I started a thread a about 3 months back on some specific problems we’re facing with streaming. For example, if the sentence is:
“I can hear you” and the two parts of the stream are “I can” and “hear you”, the decoded output is
“I can” and “here you”
I haven’t worked on that part.

lissyx · March 11, 2020, 3:19pm

Well, I can’t comment out of context.

kdavis · March 12, 2020, 10:05am

Why can the application simply use streaming? Concatenating two, or more, strings seems like an easy problem to solve.

For more details on streaming see the blog post on the 0.6 release, in particular Consistent low latency section. To give you a feel for performance, there a representative example is given of a clip that is a few seconds long giving a latency of 260ms, which is basically instantaneous.

sayantangangs.91 · March 12, 2020, 11:13am

It is not about concatenation. Since the second part of the stream doesn’t have reference to the first part, that results in error in decoding.
So if the real sentence is “I can hear you”, the streaming out put was (tried 3 months back with 0.5.1 Deepspeech):
“I can” and “here you”. Mark the difference between “hear” and “here”.
I haven’t been able to solve it and hence, didn’t get this issue up again.

lissyx · March 12, 2020, 11:20am

So basically you are basing your assumptions on an older release, when we repeatedly mentionned that newer versions should improve.

Your behavior could be explained by so many implementations details, and yet you are focusing on solving the wrong issue.

kdavis · March 12, 2020, 12:21pm

The blog post I linked to, which I guess you didn’t look at, indicates that streaming has improved a lot with respect to latency since 0.5.1.

reuben · March 12, 2020, 1:40pm

The streaming API gives the exact same output as feeding the entire file at once. If you’re seeing differences, it’s likely a bug in your code. For example, you could be dropping frames.

sayantangangs.91 · March 13, 2020, 9:41am

Yes. The reason being I’ll have to train with transfer learning on 0.6.x. I’m reading all 0.6.x files now and thanks a lot, I’ll take this up now.

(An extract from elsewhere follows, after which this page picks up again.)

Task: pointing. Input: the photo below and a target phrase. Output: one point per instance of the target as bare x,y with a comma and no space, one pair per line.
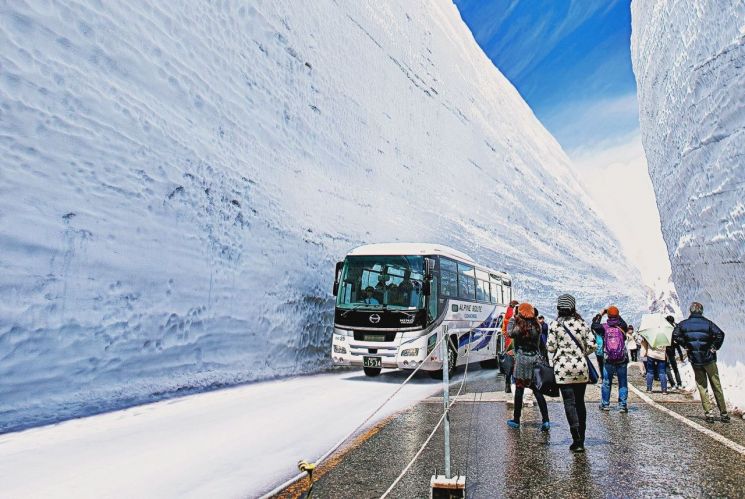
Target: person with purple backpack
615,356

I’m looking at it now and will take this up and see how fast we can move to 0.6.x (as we’ve to retrain as well).

I’m looking at it. Surely that could be the case. I’ll analyse it if that is the real problem. But I’ll do that once we update to the newer version.

Just a small thing here, for 0.7.x-stable, what’re the timeline?

lissyx · March 13, 2020, 9:43am

Please rely on current master for transfer learning. The old transfer-learning2 branch is deprecated and dead, features has been merged properly.

sayantangangs.91 · March 13, 2020, 9:49am

Okay. So I’ll use the master branch. That seems a major change. Congrats for the merger.

lissyx · March 13, 2020, 9:50am

Congrats goes to @josh_meyer and @reuben. I just played the role of the painful guy constantly asking @josh_meyer to merge.